国防の視点で見ると、安全保障に敏感にならざるを得ない地勢上の理由があり、今は世界遺産として珍重される城や要塞などが必要不可欠であったことが分かる。
ツアーには札幌や福岡、長野などからの参加者もいたが、多くは首都圏からで男性9人、女性13人であった。
家庭の主婦たちこそ常識の持ち主
旅の直前に塩村文夏都議への野次問題があり、小論「女性都議に飛ばされた野次が考えさせた問題」として論考を加えたが、まだすっきりしない面があった。
「サンデー毎日」(7月13日号)では女性の大学教授や元アナウンサー、少子化ジャーナリストなどが、都議はその場でもっとセクハラ発言を譴責すべきであったとか、結婚・出産は女性の義務でなく権利などと語っていたが、少し違うのではないかという疑問が付きまとった。
1日の旅から解放された夕食時は、ビールやワインなどの力も作用して、旅のことばかりでなく、結婚や出産などについても聞くチャンスがあった。
バス移動中はツアー・ディレクターの話があったり、ミュージカル「サウンド オブ ミュージック」が上映されたりした以外は、かなりの時間を話し合いに充当することができた。
中でもクラコフからワルシャワへの帰路3時間余は、1等席特急列車で乗客も我々だけという感じで、1両をほぼ借り切った形となり、座席を変えながら女性たちとじっくり話し合うことができた。
50代の女性はわずかでほとんどが60代、しかも数人の独身者を除き子供2人、3人を育てたご婦人で、「少子化問題」と騒がれること自体に素朴な疑問を持つ人も多かった。
話していて分かったことは、あれこれ高尚な理論で思索するまでもなく、夫婦は子供2人を生むのが当然といわんばかりの女性が多かったことである。
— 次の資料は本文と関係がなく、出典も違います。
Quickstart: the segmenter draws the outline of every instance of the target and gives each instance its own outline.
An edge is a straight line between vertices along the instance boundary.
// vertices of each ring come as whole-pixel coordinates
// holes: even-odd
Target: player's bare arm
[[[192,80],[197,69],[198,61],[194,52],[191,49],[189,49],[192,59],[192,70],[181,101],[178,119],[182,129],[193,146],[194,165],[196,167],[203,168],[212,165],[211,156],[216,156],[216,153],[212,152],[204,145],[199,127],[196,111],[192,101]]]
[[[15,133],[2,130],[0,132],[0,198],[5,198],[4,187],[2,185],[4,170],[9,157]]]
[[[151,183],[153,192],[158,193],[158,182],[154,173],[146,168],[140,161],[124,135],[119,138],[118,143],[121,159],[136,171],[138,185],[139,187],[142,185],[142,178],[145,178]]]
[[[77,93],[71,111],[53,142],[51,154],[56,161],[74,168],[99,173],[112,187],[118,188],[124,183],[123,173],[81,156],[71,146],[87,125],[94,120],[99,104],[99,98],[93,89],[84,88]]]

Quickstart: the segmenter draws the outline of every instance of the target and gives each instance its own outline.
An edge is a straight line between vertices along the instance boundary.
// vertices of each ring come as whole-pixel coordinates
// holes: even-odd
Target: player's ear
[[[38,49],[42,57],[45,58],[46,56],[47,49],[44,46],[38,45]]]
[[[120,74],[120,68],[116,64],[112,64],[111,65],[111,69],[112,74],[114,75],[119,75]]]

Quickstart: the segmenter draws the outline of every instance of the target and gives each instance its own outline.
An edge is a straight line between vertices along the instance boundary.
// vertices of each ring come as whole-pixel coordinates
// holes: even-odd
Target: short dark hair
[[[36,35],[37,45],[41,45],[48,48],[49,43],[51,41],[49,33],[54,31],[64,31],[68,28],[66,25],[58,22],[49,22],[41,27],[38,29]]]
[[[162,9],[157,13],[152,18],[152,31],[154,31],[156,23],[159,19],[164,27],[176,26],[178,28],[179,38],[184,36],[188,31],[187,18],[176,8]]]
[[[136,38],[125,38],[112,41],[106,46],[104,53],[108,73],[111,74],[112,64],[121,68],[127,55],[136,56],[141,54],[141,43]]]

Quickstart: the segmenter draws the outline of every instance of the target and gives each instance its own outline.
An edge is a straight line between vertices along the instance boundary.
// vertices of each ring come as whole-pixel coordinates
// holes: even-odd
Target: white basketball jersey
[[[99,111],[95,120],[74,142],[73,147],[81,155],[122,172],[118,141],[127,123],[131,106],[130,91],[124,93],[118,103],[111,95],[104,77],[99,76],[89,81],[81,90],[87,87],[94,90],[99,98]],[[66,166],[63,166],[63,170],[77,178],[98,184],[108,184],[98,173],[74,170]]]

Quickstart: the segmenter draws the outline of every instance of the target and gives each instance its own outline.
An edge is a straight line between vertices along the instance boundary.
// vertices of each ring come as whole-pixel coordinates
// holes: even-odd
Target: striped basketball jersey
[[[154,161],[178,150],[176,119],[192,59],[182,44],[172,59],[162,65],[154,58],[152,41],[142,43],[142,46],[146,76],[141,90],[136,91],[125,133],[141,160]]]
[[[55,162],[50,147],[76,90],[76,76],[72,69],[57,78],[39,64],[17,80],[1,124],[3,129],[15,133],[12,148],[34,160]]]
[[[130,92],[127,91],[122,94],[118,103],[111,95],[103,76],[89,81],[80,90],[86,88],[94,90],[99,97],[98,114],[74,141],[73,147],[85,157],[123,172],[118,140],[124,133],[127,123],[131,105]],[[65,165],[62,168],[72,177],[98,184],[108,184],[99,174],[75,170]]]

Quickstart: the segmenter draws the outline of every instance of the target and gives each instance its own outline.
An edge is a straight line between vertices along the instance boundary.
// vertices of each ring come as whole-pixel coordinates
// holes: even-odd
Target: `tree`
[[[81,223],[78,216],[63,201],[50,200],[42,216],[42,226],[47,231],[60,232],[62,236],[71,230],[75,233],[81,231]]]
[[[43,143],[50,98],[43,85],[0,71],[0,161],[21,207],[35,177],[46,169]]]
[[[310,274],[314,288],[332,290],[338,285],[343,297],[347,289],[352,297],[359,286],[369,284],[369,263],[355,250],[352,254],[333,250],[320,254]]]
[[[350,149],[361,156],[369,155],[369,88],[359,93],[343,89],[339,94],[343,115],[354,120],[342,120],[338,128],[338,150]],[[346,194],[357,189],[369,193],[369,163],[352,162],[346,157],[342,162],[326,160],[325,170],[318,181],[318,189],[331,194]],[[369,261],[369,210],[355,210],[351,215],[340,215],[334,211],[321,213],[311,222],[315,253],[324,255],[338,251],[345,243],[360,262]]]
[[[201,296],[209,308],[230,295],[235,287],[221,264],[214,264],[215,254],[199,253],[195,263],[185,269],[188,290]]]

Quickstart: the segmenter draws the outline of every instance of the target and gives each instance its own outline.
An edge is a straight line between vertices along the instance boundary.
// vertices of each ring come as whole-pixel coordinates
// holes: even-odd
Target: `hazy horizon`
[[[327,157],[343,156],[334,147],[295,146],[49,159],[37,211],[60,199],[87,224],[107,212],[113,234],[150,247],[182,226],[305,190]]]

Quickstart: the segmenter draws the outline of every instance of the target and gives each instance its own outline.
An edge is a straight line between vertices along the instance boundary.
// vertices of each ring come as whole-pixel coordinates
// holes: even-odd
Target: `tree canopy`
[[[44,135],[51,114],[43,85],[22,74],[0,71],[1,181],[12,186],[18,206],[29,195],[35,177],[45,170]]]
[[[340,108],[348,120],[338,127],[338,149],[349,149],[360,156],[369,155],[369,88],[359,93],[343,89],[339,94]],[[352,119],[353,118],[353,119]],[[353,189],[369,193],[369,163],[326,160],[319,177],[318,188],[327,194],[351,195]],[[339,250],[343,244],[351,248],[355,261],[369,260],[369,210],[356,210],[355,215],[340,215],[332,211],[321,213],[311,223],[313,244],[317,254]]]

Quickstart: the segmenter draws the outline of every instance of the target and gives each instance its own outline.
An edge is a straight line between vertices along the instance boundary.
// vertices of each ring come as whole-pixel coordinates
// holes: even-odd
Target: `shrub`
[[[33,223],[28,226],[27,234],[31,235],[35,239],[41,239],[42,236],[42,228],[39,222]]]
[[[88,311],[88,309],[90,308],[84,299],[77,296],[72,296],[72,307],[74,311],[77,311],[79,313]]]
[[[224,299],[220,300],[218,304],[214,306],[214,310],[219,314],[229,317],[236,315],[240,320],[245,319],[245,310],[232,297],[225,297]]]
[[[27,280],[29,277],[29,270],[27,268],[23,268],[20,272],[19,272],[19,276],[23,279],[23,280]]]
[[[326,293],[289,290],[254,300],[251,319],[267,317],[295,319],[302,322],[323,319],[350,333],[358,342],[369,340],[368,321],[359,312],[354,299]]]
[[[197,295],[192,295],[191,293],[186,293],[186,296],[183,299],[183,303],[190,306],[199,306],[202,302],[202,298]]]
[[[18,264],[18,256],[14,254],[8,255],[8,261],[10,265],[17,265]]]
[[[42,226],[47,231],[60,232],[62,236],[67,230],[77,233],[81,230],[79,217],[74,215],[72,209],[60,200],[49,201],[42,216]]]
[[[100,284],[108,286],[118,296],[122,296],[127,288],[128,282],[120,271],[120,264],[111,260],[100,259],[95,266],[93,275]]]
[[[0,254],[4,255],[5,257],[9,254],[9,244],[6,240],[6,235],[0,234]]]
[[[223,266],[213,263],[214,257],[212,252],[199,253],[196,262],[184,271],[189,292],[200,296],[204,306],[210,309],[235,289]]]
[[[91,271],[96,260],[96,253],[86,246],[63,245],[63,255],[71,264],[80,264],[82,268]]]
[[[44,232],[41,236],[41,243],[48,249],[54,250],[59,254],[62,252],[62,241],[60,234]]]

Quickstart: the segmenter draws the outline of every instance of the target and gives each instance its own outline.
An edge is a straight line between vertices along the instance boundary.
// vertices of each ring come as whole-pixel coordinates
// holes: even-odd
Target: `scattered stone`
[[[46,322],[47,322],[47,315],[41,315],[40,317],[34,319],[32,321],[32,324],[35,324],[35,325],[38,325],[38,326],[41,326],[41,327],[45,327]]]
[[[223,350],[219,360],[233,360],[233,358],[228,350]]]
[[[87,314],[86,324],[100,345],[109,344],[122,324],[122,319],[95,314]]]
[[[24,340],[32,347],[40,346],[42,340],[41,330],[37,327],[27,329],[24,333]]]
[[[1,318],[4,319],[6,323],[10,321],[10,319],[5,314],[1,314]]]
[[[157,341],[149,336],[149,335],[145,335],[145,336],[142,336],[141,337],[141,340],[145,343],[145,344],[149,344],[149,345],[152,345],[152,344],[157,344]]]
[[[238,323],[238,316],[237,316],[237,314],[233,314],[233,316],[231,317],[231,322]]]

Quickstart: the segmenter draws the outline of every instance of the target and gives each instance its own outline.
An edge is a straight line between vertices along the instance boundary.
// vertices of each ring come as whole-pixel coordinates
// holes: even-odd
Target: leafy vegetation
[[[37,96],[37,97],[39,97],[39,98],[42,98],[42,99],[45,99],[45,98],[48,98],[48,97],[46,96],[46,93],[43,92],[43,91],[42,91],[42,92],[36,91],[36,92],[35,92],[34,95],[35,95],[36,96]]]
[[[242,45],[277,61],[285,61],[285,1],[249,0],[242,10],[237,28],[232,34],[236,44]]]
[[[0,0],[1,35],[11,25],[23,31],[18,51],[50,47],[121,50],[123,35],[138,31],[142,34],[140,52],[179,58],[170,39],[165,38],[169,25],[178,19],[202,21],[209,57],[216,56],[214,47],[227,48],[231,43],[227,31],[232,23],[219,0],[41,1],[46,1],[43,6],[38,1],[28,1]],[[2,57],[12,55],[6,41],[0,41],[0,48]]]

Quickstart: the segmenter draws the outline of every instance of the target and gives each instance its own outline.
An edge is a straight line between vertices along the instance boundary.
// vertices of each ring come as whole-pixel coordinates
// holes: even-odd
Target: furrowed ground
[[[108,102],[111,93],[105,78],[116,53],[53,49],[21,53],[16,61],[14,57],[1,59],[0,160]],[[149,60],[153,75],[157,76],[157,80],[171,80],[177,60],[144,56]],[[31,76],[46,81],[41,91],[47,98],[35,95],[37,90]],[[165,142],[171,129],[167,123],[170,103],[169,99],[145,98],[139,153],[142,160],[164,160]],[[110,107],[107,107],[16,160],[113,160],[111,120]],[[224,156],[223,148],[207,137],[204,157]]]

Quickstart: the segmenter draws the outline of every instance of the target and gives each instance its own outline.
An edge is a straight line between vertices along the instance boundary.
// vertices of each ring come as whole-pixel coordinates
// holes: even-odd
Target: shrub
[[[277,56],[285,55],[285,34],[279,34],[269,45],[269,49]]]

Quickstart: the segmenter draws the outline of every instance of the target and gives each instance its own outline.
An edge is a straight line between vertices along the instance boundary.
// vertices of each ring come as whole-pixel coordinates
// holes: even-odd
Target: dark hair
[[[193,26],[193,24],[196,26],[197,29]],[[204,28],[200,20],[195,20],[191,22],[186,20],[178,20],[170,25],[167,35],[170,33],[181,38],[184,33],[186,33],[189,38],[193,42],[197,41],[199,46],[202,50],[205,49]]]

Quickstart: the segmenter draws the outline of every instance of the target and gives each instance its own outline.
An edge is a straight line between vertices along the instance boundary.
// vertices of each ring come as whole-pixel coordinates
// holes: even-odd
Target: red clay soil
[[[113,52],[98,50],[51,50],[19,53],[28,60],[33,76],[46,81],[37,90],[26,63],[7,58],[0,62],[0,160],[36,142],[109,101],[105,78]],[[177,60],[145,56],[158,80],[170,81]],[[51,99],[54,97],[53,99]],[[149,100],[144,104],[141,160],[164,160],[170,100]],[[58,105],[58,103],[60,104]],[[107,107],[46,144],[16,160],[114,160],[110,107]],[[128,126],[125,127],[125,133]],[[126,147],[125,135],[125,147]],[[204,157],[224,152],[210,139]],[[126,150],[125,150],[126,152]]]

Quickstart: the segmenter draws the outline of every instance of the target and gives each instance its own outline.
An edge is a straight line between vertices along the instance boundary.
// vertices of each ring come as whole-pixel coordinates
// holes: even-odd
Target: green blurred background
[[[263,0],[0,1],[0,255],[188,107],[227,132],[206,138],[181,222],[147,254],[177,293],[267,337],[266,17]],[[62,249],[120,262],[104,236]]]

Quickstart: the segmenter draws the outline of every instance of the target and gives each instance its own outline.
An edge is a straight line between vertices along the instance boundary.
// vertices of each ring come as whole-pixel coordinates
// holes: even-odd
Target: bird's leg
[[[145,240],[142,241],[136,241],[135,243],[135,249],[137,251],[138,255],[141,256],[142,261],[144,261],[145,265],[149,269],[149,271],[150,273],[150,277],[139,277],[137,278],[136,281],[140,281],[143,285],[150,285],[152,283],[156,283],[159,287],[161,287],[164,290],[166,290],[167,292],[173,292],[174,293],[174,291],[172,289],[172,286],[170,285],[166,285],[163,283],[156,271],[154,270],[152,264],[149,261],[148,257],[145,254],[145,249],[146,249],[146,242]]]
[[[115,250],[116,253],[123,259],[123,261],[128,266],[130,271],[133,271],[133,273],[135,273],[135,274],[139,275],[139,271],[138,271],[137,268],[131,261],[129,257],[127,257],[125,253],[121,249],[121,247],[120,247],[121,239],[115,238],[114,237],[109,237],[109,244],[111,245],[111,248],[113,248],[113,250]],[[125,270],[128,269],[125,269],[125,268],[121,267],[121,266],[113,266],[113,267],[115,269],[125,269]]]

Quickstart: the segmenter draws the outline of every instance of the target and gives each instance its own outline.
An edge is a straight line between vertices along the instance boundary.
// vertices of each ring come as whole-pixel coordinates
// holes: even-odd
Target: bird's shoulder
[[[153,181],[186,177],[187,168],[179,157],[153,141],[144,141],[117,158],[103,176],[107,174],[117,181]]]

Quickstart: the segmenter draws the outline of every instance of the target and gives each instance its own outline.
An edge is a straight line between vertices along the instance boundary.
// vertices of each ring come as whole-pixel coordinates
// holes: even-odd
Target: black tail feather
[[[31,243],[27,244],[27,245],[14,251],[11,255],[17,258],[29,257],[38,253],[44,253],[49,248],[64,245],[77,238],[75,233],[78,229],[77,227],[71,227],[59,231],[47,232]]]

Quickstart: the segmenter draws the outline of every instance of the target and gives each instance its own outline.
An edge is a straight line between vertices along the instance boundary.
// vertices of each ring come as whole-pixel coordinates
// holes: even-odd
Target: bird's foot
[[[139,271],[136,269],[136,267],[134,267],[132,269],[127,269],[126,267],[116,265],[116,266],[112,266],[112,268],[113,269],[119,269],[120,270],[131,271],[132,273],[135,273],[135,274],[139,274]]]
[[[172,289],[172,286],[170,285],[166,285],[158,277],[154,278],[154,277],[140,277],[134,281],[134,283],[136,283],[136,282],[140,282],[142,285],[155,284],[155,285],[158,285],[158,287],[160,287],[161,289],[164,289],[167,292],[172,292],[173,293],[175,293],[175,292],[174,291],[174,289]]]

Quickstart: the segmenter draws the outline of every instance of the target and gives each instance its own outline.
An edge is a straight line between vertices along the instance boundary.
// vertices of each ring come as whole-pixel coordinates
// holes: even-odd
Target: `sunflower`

旅先での気楽さや、恥じらいを感じる年でもないということもあろうが、率直に話し合えたように思う。
子供の誘拐や殺人、特に親殺しや子殺しなどが聞かれない日はないくらいで、もう昔の日本ではないようになってしまった感じだと言う人も多く、ましてや同棲(婚)や淑(しと)やかさがみられなくなった若い女性への疑問もしばしば聞かれた。